One of the patterns used with asynchronous delegates is also a Callback pattern, where initial thread ( one that called BeginInvoke ) T1 continues without waiting or checking whether the spawned thread T2 has completed. Instead, when T2 has completed, the T2 calls callback method, which handles the results, calls EndInvoke and informs the T1 that the task is finished.
a) If callback method is supposed to inform T1 when the task is finished, then why isn’t this callback method called inside T1 and not T2?
2) Is there some standard pattern how callback method should inform T1 that T2 has finished?
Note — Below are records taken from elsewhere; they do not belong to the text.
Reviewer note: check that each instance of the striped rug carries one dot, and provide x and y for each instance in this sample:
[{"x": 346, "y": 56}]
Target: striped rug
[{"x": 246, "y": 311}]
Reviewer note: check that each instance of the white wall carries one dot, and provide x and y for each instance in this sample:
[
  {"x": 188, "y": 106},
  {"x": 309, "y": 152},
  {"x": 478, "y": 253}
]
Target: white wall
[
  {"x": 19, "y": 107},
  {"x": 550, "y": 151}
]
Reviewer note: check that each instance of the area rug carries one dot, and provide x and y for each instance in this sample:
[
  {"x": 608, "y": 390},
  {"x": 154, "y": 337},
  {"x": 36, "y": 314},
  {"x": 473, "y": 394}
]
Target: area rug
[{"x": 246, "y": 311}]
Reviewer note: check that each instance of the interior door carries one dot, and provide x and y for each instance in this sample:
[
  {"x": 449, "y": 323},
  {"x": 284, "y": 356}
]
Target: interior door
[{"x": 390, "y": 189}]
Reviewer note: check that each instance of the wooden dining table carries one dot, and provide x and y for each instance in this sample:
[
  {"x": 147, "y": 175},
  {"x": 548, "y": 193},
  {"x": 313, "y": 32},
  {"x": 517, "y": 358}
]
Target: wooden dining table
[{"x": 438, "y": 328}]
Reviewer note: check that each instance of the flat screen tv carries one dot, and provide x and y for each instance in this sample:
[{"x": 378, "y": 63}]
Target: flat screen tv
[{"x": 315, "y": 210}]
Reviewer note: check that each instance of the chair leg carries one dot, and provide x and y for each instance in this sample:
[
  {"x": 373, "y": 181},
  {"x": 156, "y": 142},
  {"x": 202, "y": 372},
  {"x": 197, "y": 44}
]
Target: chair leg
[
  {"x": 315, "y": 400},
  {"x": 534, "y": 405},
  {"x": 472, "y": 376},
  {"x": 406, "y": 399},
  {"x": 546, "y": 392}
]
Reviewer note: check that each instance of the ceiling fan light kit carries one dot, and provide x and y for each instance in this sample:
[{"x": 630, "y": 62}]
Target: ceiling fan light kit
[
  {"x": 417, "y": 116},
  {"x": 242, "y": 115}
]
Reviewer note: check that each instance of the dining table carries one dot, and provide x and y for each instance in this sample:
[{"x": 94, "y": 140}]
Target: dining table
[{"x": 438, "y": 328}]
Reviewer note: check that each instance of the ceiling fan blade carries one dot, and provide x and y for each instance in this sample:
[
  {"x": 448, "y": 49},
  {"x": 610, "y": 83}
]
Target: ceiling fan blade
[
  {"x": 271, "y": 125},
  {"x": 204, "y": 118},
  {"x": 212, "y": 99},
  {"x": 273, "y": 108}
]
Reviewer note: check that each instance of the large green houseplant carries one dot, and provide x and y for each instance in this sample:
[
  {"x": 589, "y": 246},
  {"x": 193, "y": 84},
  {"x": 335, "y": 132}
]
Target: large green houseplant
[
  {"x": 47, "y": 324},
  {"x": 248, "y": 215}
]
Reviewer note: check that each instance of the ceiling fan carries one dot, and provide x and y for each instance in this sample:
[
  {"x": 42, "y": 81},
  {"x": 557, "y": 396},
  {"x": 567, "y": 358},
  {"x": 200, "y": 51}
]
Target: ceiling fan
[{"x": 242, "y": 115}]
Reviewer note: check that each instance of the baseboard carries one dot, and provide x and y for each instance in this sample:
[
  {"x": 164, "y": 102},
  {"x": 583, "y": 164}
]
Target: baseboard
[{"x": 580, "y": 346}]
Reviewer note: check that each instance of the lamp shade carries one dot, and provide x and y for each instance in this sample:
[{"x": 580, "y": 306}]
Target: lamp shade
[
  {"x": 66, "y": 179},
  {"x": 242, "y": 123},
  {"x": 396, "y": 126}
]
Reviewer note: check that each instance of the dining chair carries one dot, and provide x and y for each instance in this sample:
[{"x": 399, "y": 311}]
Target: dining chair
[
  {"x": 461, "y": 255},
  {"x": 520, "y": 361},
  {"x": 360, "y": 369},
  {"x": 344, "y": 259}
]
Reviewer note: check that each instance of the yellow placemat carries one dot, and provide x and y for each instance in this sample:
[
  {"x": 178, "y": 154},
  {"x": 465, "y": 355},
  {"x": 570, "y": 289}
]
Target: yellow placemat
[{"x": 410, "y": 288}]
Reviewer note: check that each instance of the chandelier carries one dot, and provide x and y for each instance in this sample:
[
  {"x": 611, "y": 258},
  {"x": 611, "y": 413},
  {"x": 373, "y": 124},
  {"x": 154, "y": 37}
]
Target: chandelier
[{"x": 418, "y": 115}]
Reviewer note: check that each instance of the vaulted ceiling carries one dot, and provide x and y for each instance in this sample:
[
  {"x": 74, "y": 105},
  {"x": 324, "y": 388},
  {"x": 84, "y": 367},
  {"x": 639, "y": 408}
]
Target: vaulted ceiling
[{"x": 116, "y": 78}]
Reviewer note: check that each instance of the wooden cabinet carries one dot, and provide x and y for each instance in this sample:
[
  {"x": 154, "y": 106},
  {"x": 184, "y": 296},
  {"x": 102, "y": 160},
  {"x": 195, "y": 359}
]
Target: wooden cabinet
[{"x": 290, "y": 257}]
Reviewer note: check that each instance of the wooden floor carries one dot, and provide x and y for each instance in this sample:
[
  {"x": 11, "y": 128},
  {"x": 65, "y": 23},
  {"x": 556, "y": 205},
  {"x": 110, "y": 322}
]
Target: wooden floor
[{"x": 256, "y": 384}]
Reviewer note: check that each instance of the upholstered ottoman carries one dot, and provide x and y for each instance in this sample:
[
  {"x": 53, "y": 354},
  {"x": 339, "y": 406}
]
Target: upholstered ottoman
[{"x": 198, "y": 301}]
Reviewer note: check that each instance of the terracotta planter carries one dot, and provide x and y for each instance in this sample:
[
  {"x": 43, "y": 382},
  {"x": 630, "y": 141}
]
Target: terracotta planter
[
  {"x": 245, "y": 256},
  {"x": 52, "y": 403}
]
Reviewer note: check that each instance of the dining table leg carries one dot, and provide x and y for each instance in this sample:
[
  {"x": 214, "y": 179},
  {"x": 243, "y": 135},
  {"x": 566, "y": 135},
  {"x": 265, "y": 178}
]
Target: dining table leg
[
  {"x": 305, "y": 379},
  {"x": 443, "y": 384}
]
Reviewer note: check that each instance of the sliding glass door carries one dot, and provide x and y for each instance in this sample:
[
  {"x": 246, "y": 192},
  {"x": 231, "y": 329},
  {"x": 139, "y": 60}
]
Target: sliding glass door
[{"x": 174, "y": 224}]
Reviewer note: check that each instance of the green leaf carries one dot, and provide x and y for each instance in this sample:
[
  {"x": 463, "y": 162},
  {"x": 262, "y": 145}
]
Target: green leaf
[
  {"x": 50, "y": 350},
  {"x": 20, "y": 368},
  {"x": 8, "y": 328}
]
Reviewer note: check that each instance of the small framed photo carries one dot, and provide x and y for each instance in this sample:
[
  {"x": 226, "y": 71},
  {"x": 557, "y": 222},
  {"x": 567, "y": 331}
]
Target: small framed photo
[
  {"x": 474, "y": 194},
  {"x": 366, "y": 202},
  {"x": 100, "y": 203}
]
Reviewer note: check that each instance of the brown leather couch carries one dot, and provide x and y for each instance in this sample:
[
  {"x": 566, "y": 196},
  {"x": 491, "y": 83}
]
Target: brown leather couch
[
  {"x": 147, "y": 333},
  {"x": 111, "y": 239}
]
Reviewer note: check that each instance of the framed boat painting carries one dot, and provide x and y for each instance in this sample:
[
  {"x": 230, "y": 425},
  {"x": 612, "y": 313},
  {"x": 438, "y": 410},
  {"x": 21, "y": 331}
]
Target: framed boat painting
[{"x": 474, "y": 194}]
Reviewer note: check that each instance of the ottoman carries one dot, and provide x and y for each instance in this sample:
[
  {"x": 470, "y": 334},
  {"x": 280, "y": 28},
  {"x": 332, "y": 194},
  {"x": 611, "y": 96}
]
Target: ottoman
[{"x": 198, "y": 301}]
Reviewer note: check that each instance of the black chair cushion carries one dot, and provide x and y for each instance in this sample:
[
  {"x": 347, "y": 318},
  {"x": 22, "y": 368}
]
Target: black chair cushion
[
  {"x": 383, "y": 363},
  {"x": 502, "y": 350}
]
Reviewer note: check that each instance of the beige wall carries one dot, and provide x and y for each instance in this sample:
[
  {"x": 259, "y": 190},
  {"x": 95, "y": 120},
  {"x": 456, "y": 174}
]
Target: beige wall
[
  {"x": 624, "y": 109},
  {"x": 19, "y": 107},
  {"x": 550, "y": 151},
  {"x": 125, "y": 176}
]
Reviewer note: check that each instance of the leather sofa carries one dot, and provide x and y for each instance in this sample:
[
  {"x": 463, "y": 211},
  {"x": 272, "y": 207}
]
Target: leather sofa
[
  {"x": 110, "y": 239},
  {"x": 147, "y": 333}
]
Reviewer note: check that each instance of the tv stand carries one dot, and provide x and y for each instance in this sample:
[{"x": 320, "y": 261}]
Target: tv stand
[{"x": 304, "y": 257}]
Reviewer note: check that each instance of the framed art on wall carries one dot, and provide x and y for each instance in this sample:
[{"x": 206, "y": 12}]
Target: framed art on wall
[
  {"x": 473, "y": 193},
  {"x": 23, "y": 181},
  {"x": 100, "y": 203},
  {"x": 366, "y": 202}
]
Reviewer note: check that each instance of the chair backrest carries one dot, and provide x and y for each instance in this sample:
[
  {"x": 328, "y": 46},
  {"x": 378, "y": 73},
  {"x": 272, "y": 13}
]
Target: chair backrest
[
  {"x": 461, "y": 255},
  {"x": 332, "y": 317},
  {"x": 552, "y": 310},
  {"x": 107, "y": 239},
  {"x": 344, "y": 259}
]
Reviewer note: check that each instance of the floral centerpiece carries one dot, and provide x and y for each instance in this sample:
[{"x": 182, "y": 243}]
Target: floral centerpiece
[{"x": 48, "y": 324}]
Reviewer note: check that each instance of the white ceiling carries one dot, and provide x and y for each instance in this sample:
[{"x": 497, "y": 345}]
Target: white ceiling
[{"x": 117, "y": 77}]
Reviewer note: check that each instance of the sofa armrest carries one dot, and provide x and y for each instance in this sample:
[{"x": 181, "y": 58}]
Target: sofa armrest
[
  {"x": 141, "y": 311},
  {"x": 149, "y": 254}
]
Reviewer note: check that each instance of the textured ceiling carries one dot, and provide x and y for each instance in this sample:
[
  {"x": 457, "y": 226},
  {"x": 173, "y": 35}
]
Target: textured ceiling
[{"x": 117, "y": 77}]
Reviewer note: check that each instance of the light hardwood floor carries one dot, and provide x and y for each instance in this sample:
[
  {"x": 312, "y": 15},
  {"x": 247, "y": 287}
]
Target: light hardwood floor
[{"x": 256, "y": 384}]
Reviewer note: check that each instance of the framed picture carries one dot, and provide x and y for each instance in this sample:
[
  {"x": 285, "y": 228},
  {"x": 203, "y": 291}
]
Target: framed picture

3) Should Callback pattern be used even when T1 needs to receive the returned value of asynchronously called method?
thanx
Generally this is impossible; if T1 is off doing some other work, there's no way to marshall work back to it, unless the thread already has a mechanism for posting and scheduleing work on it (e.g. the UI thread, via a SynchronizationContext).
I would say no; there are a number of cross-thread synchronization patterns that each apply to different targeted scenarios.
If T1 needs the return value under the current stack, then eventually it is going to have to block to get it. The blocking may happen by calling EndInvoke, using the WaitHandle, or other strategies from the previous bullet.
If the thing that needs the return value is 'just the thread' (e.g. the UI thread) but not under a particular callstack/activation context, then usually SynchronizationContext.Post or Dispatcher.Invoke is used to marshall the work eventually back to the UI thread once it is ready.